A petition by the Dayton NAACP to allow voters to decide the fate of the controversial cameras failed to garner the support it needed.
(TNS) — Despite the Dayton NAACP’s efforts, voters will not get to decide this November the fate of the city’s traffic cameras.
The organization’s president, Derrick Foward, said Monday night that the group fell short on the number of signatures needed for a petition.
For months, the Dayton chapter of the NAACP has voiced concerns because they said the traffic cameras are located in some of the county’s poorest areas.
Foward said he is concerned those communities are being targeted unfairly. But when it came time to gather signatures to put this issue to a vote, they didn’t get enough.
“It definitely ends our ballot initiative here this year. We fell short. I mean, it’s very simple, we fell short,” Foward said.
NAACP members began collecting signatures in May. The goal was to gather 5,000, but Foward said they did not come close.

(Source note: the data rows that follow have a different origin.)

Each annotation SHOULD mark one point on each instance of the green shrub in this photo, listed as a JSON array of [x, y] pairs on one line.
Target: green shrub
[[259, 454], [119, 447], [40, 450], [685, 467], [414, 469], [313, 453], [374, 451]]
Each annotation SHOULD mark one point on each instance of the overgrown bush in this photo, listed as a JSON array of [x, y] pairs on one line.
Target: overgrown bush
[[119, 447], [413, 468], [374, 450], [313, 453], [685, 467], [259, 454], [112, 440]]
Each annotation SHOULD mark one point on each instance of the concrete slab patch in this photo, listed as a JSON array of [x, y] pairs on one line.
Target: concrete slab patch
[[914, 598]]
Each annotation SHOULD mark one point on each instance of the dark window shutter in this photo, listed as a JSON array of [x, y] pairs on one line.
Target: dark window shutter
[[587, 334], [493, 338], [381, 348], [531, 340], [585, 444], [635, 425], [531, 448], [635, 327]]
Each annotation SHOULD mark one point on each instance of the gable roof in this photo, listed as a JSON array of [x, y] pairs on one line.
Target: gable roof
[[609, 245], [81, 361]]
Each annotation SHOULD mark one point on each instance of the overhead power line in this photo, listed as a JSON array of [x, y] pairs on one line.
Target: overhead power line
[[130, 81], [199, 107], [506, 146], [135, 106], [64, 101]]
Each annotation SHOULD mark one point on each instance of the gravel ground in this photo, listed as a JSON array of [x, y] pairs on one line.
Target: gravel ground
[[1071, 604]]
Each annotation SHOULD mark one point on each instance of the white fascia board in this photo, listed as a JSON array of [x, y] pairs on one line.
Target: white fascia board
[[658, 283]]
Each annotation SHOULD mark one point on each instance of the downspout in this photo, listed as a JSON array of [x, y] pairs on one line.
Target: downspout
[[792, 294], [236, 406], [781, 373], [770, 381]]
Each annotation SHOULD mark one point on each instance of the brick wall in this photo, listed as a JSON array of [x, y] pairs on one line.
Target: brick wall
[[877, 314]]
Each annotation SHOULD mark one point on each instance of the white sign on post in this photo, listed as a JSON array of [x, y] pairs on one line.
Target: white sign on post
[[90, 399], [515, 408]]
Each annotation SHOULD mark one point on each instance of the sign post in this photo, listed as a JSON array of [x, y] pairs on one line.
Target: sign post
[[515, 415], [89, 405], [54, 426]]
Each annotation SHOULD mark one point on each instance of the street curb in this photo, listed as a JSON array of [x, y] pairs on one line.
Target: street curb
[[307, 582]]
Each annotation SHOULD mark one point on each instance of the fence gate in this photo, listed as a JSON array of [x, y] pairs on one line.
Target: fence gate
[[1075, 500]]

“The community did not show up in the numbers we expected," he said. "Each one of our circulators came back and said it’s a mixed bag. Some people want the cameras, some people don’t want the cameras.”
Roshawn Reynolds works at a barber shop on West Third Street. One of the mobile cameras is set up across the street.
“I say get rid of them,” Reynolds said, though he admits it’s because he just doesn’t want a ticket. While he’s noticed other communities also have traffic cameras, that doesn’t bother him.
Forward said others have expressed something similar to him.
“A lot of people said, ‘well, I’m not concerned if Kettering has them or not ... I’m concerned about what’s happening inside my own community.’”
Dayton police have said the locations are based on crash data, and that cameras are working to make communities safer.
“We’ve had many conversations with the city of Dayton. The data does support where the cameras are being placed. But our position was slightly different than what the data has shown,” Foward said.
In the future, Foward said those conversations will continue. And he’s not ruling out another try at a ballot initiative.